Ia menjelaskan bahwa KPK rupanya diperintahkan oleh Presiden Joko Widodo untuk menangkap Nurdin Abdullah.
Bahkan Jokowi mengatakan jika Nurdin masih kurang ajar maka dia harus ‘digigit keras’. Sehingga terungkaplah bahwa KPK melakukan OTT tentunya melalui proses yang panjang, dan tidak serta merta.
Baca Juga :
“Dan ternyata pak presiden (Joko Widodo) juga bilang, ‘ayo perbaiki-ayo perbaiki, ingatkan berikan pelatihan pemahaman, kalau masih kurang ajar gigit sekeras-kerasnya,” kaya Lili menirukan pesan Jokowi.
Sekalipun Nurdin Abdullah adalah salah satu kepala daerah yang diberi penghargaan sebagai pemimpin antikorupsi tapi tak menjadi tantangan bagi KPK untuk menangkap.
Wakil Ketua KPK menyebut masih banyak kepala daerah yang antre dengan kasus serupa Nurdin Abdullah, yakni menerima suap dari pengusaha namun masih berproses.
“Kasus ini [suap] banyak, hanya antre. Bukan hanya pak gubernur (Nurdin Abdullah), banyak sekali dengan modus yang serupa,” jelasnya.
Sebelum OTT terhadap Nurdin Abdullah dilakukan, pihaknya sudah melakukan sejumlah upaya pencegahan dan pendidikan.
Pencegahannya, melalui intervensi pada perencanaan dan penganggaran APBD, pengadaan barang dan jasa, optimalisasi pajak daerah, perizinan, manajemen aset daerah, aparat intern pengawas pemerintahan dan tata kelola dana desa.
Dalam pertemuan yang dihadiri belasan media di Kota Makassar, Lili juga menegaskan sekaligus membantah adanya isu bahwa OTT Nurdin Abdullah merupakan pesanan politik.
“Yang pasti kita tidak punya titipan politik.
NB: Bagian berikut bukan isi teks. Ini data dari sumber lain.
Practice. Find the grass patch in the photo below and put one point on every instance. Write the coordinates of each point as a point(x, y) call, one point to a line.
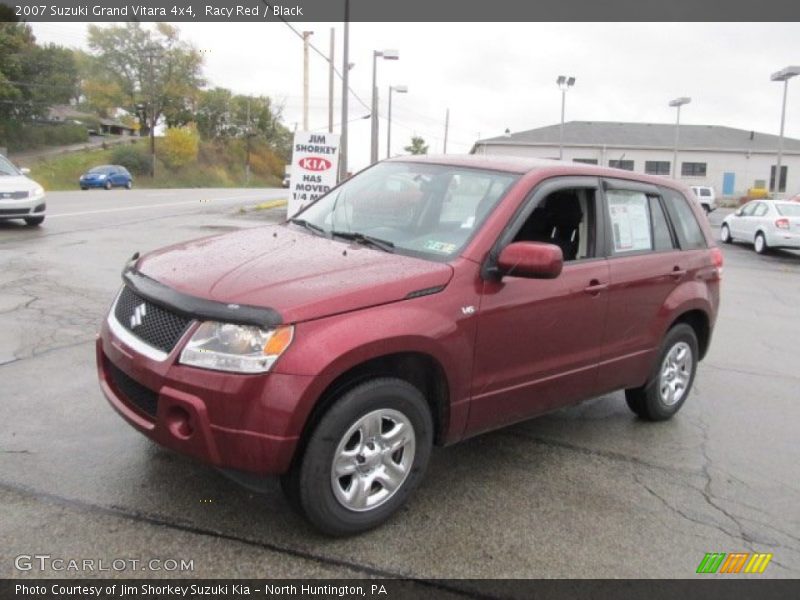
point(212, 170)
Saya juga tidak mengenal pak gubernur [Nurdin Abdullah],” kata Wakil ketua KPK.
Ia pun menjelaskan proses penyelidikan panjang, ketat, hingga menjaring Nurdin Abdullah dan dua lainnya, Edy Rahmat dan Agung Sucipto dalam Operasi Tangkap Tangan (OTT).
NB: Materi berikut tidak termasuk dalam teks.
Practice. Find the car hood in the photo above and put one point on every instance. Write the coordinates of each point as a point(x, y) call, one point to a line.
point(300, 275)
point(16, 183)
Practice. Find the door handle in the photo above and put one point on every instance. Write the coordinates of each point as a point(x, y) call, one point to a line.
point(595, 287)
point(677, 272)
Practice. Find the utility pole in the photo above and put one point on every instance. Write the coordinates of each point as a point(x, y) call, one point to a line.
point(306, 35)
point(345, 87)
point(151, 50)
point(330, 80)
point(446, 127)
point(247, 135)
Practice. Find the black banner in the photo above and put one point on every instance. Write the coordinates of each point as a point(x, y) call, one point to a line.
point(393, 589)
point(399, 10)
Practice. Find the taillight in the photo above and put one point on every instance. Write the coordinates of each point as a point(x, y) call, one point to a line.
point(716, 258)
Saat sprindik telah terbit dan penyadapan akan dimulai, pihaknya mengaku telah mendapat persetujuan dari dewan pengawas.
“Ketika sudah mau ditetapkan penyelidikan lalu ketika mau mengajukan penyadapan, penggeledahan, itu semuanya juga melalui kita (pimpinan) dan dewas dan itu 1×24 jam harus keluar,” bebernya.
“Ketika sudah akan dilakukan peningkatan ke penyidikan itu sudah dipastikan bahwa di penyidikan sudah ada calon tersangka,” ungkap Lili.